4. Manajemen Krisis Ala Umar bin Khattab

Belajar dari sejarah, Khalifah Umar bin Khattab saat menghadapi krisis “Tahun Abu” (kekeringan dan kelaparan) menunjukkan standar manajemen bencana kelas dunia:

  • Empati Total: Umar menolak makan enak sampai rakyatnya kenyang.
  • Mobilisasi Tanpa Sekat: Umar memerintahkan gubernur wilayah lain yang makmur (Mesir dan Syam) untuk mengirim logistik besar-besaran ke Madinah. Tidak ada birokrasi berbelit atau alasan “otonomi daerah” yang menghambat bantuan.[12, 13]
  • Dana Cadangan (Baitul Mal): Penanganan bencana dibiayai penuh oleh kas negara (Baitul Mal) dari pos kepemilikan umum, tanpa berutang kepada lembaga ribawi asing yang justru menjerat kedaulatan negara.[14, 15]

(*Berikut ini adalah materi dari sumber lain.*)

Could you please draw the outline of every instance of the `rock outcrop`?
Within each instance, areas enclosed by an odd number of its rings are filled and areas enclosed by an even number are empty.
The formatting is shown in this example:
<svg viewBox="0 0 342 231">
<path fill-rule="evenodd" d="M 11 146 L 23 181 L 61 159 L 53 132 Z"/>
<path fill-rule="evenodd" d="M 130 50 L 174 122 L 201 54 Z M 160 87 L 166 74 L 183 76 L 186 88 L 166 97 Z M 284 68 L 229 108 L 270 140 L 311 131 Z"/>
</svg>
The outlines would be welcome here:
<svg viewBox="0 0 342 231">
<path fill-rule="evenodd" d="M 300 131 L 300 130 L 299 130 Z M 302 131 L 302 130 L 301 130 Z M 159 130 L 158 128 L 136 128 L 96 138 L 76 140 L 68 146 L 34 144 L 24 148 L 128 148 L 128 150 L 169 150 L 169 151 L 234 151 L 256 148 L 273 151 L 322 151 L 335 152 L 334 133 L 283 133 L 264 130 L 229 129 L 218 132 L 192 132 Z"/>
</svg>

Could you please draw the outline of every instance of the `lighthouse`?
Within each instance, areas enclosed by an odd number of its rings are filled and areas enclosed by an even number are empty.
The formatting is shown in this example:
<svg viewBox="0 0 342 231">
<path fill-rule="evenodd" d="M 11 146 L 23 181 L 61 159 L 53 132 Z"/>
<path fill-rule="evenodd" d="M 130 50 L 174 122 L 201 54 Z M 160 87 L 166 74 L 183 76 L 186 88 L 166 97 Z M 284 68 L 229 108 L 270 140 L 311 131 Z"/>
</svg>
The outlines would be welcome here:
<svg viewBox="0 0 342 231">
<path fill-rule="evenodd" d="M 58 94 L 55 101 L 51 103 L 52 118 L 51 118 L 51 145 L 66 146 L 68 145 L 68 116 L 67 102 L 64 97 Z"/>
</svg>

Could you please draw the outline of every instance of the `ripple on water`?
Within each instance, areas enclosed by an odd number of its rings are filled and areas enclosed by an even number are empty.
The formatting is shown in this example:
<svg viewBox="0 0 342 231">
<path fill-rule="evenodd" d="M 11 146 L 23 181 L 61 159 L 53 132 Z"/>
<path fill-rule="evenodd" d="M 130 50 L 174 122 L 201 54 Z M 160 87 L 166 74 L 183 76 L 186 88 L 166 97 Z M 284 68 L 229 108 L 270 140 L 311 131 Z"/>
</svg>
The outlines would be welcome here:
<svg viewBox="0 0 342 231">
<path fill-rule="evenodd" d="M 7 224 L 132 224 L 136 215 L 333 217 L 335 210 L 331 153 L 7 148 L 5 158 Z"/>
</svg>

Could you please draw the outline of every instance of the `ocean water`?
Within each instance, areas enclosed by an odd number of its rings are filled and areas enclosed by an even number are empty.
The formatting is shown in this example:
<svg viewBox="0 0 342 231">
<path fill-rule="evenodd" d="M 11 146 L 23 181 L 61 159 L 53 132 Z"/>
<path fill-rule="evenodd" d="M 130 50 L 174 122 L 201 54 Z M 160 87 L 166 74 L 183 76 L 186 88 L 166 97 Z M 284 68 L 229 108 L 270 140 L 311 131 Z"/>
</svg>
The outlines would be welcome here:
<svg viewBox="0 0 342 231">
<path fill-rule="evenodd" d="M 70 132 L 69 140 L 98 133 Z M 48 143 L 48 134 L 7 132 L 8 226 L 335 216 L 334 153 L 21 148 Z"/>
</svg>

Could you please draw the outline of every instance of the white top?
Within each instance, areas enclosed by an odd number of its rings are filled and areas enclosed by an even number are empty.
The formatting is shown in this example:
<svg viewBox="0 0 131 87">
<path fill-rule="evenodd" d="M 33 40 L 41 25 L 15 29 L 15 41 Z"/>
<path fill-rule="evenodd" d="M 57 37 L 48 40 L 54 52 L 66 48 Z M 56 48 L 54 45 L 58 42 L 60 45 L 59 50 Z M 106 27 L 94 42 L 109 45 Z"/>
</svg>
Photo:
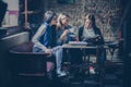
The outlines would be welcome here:
<svg viewBox="0 0 131 87">
<path fill-rule="evenodd" d="M 95 33 L 94 33 L 94 29 L 93 28 L 90 28 L 90 29 L 86 29 L 84 28 L 83 29 L 83 37 L 95 37 Z"/>
</svg>

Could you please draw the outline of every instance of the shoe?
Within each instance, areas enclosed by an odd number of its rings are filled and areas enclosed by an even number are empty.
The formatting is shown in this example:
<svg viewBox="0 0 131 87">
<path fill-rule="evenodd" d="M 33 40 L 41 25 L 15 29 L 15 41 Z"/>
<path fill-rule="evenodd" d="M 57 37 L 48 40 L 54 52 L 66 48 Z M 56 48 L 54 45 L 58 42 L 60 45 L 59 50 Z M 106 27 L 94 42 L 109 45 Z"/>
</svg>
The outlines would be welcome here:
<svg viewBox="0 0 131 87">
<path fill-rule="evenodd" d="M 58 77 L 62 77 L 67 75 L 67 73 L 63 71 L 58 71 L 57 74 L 58 74 Z"/>
<path fill-rule="evenodd" d="M 95 72 L 93 66 L 90 66 L 90 74 L 96 74 L 96 72 Z"/>
</svg>

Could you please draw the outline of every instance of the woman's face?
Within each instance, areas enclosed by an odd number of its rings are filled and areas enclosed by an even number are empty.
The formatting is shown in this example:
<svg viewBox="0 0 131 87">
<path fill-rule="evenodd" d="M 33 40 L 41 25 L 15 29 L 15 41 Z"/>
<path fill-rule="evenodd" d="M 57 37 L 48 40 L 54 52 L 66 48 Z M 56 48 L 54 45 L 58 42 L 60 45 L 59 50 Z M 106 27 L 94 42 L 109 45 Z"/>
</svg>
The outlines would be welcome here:
<svg viewBox="0 0 131 87">
<path fill-rule="evenodd" d="M 53 16 L 51 22 L 50 22 L 50 25 L 57 25 L 57 16 Z"/>
<path fill-rule="evenodd" d="M 86 18 L 84 26 L 85 26 L 85 28 L 92 28 L 92 21 Z"/>
<path fill-rule="evenodd" d="M 69 25 L 69 17 L 64 17 L 64 18 L 61 18 L 61 24 L 64 25 L 64 26 L 68 26 Z"/>
</svg>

Kesimpulan: Saatnya Kembali ke Aturan Langit

Bencana di Sumatera adalah peringatan keras bahwa aturan buatan manusia yang sekuler telah gagal menjaga keseimbangan alam. Solusi tambal sulam seperti pembuatan tanggul atau seremonial penanaman pohon tidak akan pernah cukup selama akar masalahnya—liberalisasi alam—tidak dicabut.

Penerapan syariat Islam secara kaffah, yang menempatkan hutan sebagai milik umum dan negara sebagai pelindung rakyat, adalah satu-satunya jalan logis dan fundamental untuk menyelamatkan Sumatera dari kehancuran ekologis total.

“Telah tampak kerusakan di darat dan di laut disebabkan karena perbuatan tangan manusia, supaya Allah merasakan kepada mereka sebahagian dari (akibat) perbuatan mereka, agar mereka kembali (ke jalan yang benar).” (QS. Ar-Rum: 41)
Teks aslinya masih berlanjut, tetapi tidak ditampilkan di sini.